You Kill Me (2007)
4/10
Dahl misfires, and then some. This is horribly out-of-kilter
30 November 2013
Well, what an odd film. So far I have liked John Dahl's films, but this one left me distinctly cold. There's something oddly out-of-kilter about the whole exercise, not least the whimsical cod Italian music which plays in more or less every scene, which is intended, I suppose, to inform us that it's all a bit of a hoot really, to the ghastly schmaltz of the 'hero' finally hooking up with the 'heroine' and providing the, for some, de rigueur 'happy ending'. In the other of Dahl's films I've seen schmaltz was not just absent, but replaced by a black humour which was the icing on the cake. Perhaps it looked OK on paper when Dahl first looked at the script. Alcoholic hit-man who is getting sloppy because he's drinking to much is sent by his gangster 'family' to another city to dry out. While there is meets a quirky female - I assume we're supposed to think her quirky or kooky or something - and they fall in love. But the family back home is being extinguished by other gangster so our hero goes home for one last job to avenge the murder of his boss.
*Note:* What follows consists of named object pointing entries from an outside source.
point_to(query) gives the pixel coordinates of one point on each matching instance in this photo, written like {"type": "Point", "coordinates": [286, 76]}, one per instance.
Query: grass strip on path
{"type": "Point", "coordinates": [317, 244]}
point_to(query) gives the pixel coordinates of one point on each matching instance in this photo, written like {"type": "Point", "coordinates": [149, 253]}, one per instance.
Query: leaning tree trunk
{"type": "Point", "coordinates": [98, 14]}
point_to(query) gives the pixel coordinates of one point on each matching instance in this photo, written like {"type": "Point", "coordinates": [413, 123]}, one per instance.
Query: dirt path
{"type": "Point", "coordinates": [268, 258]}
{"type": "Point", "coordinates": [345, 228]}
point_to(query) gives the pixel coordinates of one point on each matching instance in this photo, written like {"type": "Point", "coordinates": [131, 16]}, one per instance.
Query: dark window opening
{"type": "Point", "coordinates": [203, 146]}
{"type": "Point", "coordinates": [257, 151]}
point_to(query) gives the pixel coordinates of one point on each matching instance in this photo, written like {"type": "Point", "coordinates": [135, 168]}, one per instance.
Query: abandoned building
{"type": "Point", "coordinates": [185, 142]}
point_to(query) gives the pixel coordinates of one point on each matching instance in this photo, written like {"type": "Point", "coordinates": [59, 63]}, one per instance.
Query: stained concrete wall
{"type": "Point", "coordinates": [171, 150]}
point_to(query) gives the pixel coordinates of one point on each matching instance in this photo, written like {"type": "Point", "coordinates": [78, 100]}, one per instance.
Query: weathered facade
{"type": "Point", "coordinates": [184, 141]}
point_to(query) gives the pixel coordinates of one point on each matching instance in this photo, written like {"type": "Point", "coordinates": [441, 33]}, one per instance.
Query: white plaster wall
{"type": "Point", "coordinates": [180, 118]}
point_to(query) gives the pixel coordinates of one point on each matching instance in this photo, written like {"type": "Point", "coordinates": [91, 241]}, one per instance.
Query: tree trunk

Actually, it doesn't even sound that promising on paper. I suppose I must allow that in other hands some director might, just might, have made something off it, but inexplicably Dahl isn't that director. Given the overall lack of cohesion and, for this viewer at least, the fact that the film missed all its targets by a country mile, it would be silly to list individual shortcomings, but I'll do so anyway. For one that find actor, great in the right part, Ben Kingsley (or Sir Kingsley as Christopher kept calling him in The Sopranos) is thoroughly miscast. Then there's the character he plays, an unrepentant hit-man who doesn't feel guilty that he has murdered people, just that he was often so drunk he made a hash of many jobs and didn't kill then cleanly. That's funny? OK, again I've got to accede that in the right hands it might well be made to seem so, but Dahl's really aren't the right hands. This film will certainly please some folk - after all, a great many go for all those goddam-awful formulaic blockbusters. But it didn't please me and if you intend watching it because you have liked other of Dahl's films, give it a miss. He can do, and has done, a lot better than this. Yes, it has many of Dahl's hallmarks, not least, some good lines, but the parts really don't add up to a respectable whole. Sorry, but that's the truth.